PLOTTING IN PAKISTAN
Pakistani Ambassador Husain Haqqani, one of the most respected foreign envoys in Washington, has offered to resign over a controversy that involves a shadowy appeal to a top U.S. military official for help in removing the powerful chiefs of Pakistan’s army and spy service.
The hint of a back-door coup with roots in Washington has roiled the Pakistani parliament and excited the hometown media into a frenzy of conspiracy theories with Mr. Haqqani at the center.
The ambassador has told Pakistan President Asir Ali Zardari that he had nothing to do with a private letter delivered to Navy Adm. Mike Mullen in May, when the latter was chairman of the U.S. Joint Chiefs of Staff. However, Mr. Haqqani offered to step down, anyway, if his resignation would quell the dispute, a Pakistani diplomat told Embassy Row on Thursday.
“If he is considered responsible, he would resign,” said the diplomat, who asked not to be identified. “He did not deliver [the letter], nor did he write it.”
Mr. Haqqani plans to return soon to Islamabad to address parliament’s demands for answers about any knowledge he had of the activities of Mansour Ijaz, a Pakistani-American businessman at the center of the intrigue.
Mr. Ijaz last month claimed that he acted as a secret agent for Mr. Zardari and arranged for an intermediary in Washington to deliver a letter from the Pakistani president to Adm. Mullen. Mr. Zardari has denied any part in the plot.
Mr. Ijaz said the letter appealed for U.S. support for the removal of Gen. Ashfaq Parvez Kayani as chief of staff of the army and Lt. Gen. Ahmad Shuja Pasha as the director-general of Pakistan’s Inter-Services Intelligence agency.
He said the letter was delivered to Adm. Mullen on May 10, eight days after U.S. Navy SEAL commandos killed al Qaeda terrorist leader Osama bin Laden in a military garrison town in Pakistan.
U.S. officials had long suspected that Pakistani spymasters and some top-ranking military officers were sheltering terrorists. At a congressional hearing in September, Adm. Mullen accused Pakistani intelligence officials of links with terrorists.

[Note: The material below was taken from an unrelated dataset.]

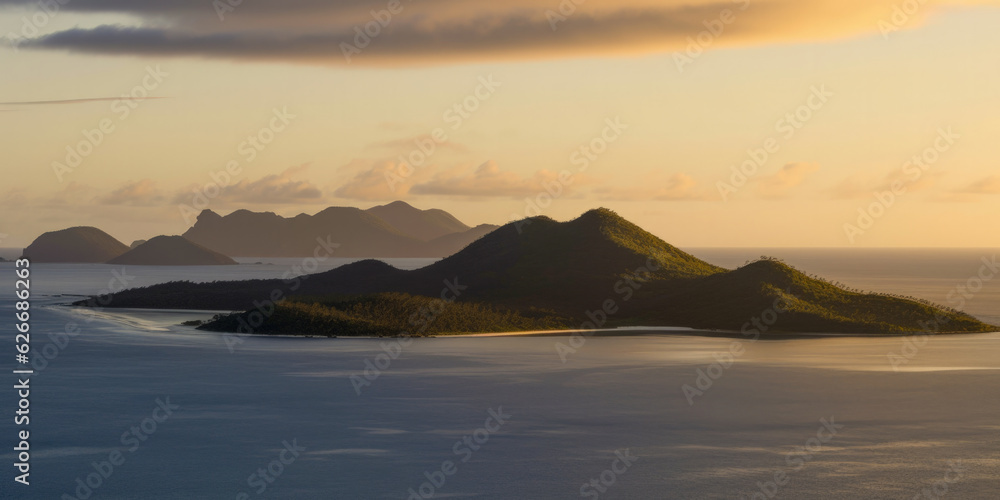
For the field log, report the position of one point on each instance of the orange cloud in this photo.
(778, 185)
(441, 31)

Pentagon spokesman Capt. John Kirby told Embassy Row that Adm. Mullen received the letter, but he gave no further details about its contents or author. He added that Adm. Mullen dismissed the letter as not “at all credible.”
ASHRAF SUPPORT GROWS
A famous American criminal defense lawyer and political liberal is adding his support to embattled Iranian dissidents in their campaign for U.S. aid to stop the Iraqi government from evicting them from a former military compound north of Baghdad.
Alan Dershowitz - who has defended high-profiled defendants from heiress-turned-terrorist Patty Hearst to O.J. Simpson - will join other prominent speakers on Saturday at an 11 a.m. symposium at the Capitol Hilton to discuss the threat to about 3,400 Iranian exiles in Camp Ashraf.

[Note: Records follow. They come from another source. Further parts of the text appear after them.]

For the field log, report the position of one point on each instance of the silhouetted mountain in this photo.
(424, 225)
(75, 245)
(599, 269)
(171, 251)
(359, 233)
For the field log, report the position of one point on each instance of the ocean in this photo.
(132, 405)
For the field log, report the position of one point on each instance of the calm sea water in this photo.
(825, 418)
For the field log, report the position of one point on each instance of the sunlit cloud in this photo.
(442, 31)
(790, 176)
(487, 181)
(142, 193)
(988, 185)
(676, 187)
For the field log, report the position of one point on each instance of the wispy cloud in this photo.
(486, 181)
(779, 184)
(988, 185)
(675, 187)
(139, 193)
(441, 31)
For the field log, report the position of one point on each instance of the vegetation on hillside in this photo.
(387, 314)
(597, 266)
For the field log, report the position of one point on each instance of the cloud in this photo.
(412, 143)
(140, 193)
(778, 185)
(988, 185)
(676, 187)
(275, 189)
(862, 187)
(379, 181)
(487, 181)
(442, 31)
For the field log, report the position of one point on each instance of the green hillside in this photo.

The Iraqi government plans to close the compound by Dec. 31 and relocate the residents. Supporters fear Iraqi forces will launch another attack on the unarmed dissidents.
The symposium will be moderated by Patrick Kennedy, a former Democratic congressman from Massachusetts who lends the prestige of the Kennedy name to the former rebels of the People’s Mujahedeen of Iran.
Despite the State Department calling the Mujahedeen a terrorist organization, the group has won support across the political spectrum in the U.S., where advocates want the Obama administration to follow Britain, France and the European Union and remove them from the terrorist blacklist.
“This is a bipartisan issue. From Bolton to Dean, from Dana Rohrabacher to Sheila Jackson Lee,” said Ali Safavi, president of the Near East Policy Research consulting firm.
Mr. Safavi was referring to former U.N. Ambassador John Bolton, a conservative, and Howard Dean, a former chairman of the Democratic National Committee. Mr. Rohrabacher is a conservative California Republican, and Mrs. Lee is a liberal Texas Democrat.